The Iraqi people seem to be turning against the terrorists, even against those who have been in cahoots with the terror masters in Tehran. As Col. Sanders puts it, "while we were down in Basra, an awful lot of the violence against us was enabled, sponsored and equipped by. . . Iran. [But] what has united a lot of the militias was a sense of Iraqi nationalism, and they resent interference by Iran."

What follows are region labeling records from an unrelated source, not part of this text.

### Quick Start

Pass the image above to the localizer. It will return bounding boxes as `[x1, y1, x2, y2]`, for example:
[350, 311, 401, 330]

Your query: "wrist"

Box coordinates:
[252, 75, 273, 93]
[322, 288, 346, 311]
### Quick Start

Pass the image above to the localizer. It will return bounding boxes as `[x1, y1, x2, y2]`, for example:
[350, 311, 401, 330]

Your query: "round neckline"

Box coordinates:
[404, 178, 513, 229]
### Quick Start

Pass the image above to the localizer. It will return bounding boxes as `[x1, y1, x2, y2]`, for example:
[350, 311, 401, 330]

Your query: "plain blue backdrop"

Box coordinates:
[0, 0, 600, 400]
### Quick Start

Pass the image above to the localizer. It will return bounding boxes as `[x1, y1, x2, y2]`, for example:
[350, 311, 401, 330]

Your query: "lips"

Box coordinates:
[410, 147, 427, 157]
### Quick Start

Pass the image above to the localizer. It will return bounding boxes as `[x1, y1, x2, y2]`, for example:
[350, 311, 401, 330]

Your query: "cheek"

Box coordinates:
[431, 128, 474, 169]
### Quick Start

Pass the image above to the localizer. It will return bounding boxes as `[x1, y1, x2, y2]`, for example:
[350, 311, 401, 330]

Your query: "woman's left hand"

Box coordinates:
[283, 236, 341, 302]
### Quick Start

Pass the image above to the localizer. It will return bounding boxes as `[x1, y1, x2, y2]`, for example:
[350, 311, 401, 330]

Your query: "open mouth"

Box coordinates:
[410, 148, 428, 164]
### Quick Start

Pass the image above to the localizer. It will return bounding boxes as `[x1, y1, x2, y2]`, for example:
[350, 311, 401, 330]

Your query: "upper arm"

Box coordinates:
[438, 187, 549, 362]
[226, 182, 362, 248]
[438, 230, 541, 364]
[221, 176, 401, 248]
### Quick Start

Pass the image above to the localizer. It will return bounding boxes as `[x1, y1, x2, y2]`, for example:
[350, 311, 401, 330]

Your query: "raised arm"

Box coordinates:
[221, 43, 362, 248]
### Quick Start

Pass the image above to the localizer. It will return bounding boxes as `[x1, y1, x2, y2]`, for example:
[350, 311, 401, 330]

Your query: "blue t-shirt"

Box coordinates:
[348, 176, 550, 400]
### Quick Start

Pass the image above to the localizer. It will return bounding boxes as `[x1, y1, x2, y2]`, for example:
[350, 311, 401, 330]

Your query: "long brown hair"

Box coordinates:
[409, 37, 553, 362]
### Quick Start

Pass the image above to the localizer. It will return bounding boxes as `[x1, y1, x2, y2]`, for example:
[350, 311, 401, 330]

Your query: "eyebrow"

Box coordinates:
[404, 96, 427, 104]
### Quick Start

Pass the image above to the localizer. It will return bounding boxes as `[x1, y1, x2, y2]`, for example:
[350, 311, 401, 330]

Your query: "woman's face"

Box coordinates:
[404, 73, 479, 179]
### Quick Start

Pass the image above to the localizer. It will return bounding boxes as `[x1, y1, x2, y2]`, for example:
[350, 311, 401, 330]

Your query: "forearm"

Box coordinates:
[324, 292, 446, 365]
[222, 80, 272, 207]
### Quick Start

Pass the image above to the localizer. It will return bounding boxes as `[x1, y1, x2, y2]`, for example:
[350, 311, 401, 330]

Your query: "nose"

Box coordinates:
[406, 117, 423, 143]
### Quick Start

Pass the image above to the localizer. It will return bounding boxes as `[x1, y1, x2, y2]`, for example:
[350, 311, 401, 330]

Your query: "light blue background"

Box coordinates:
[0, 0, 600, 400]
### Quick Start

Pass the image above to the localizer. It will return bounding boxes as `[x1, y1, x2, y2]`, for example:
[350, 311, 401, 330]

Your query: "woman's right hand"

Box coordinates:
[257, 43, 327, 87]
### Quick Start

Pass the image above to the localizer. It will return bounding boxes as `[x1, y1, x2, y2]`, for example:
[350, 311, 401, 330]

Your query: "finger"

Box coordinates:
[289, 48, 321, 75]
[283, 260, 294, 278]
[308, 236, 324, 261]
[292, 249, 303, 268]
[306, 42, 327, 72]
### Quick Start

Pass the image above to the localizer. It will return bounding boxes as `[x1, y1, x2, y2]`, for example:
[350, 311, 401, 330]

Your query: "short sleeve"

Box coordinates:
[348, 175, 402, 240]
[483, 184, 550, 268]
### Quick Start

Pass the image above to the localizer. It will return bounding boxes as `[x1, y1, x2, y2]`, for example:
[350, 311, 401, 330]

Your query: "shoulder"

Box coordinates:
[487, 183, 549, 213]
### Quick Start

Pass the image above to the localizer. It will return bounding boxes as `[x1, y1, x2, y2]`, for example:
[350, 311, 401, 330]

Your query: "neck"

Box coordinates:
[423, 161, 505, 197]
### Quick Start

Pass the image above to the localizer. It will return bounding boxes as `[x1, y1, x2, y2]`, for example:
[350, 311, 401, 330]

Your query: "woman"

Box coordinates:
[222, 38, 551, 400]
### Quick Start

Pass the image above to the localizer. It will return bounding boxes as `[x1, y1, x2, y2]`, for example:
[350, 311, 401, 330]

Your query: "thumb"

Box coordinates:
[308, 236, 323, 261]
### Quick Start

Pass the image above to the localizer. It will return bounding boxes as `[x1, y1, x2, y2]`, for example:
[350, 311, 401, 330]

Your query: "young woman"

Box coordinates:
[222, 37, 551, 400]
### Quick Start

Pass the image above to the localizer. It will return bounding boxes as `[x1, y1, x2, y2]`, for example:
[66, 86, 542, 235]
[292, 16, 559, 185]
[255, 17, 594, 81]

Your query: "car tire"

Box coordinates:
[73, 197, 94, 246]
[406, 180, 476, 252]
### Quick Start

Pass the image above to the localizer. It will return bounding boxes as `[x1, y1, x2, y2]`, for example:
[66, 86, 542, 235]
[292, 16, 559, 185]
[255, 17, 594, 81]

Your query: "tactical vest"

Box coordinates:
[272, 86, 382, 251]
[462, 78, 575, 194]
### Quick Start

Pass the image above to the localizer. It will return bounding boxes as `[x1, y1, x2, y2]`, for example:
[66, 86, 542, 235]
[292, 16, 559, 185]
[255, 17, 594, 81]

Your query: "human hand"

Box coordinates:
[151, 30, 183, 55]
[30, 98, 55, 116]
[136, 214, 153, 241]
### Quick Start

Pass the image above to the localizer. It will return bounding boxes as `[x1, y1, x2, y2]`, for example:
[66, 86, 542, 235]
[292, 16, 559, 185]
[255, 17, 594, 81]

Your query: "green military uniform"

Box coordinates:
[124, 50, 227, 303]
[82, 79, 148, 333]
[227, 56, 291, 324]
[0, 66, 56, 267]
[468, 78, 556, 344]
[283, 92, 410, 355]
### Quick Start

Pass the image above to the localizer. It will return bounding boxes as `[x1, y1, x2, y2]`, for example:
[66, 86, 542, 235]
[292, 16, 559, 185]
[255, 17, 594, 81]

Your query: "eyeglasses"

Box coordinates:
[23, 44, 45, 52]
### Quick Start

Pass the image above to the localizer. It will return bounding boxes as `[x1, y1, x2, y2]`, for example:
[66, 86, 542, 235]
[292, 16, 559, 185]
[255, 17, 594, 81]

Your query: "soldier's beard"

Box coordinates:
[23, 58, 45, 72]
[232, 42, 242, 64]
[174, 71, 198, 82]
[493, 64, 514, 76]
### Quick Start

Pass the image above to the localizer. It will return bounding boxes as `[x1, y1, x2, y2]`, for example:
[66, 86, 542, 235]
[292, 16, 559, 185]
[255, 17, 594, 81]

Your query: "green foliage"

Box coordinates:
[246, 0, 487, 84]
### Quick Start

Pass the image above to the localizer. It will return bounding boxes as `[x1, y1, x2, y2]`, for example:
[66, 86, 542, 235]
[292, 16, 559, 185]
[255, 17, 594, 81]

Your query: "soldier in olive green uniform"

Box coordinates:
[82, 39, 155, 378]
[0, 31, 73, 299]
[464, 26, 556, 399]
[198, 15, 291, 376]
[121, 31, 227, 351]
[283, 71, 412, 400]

How is one to explain this turn of events? While our canny military leaders have been careful to give the lion's share of the credit to terrorist excesses and locals' courage, the most logical explanation comes from the late David Galula, the French colonel who fought in Algeria and then wrote "Counterinsurgency Warfare: Theory and Practice" in the 1960s. He argued that insurgencies are revolutionary wars whose outcome is determined by control of, and support from, the population. The best way to think about such wars is to imagine the board game of Go. Each side starts with limited assets, each has the support of a minority of the territory and the population. Each has some assets within the enemy's sphere of influence. The game ends when one side takes control of the majority of the population, and thus the territory.
Whoever gains popular support wins the war. Galula realized that while revolutionary ideology is central to the creation of an insurgency, it has very little to do with the outcome. That is determined by politics, and, just as in an election, the people choose the winner.
In the early phases of the conflict, the people remain as neutral as they can, simply trying to stay alive. As the war escalates, they are eventually forced to make a choice, to place a bet, and that bet becomes a self-fulfilling prophecy. The people have the winning piece on the board: intelligence. Once the Iraqis decided that we were going to win, they provided us with information about the terrorists: who they were, where they were, what they were planning, where their weapons were stashed, and so forth.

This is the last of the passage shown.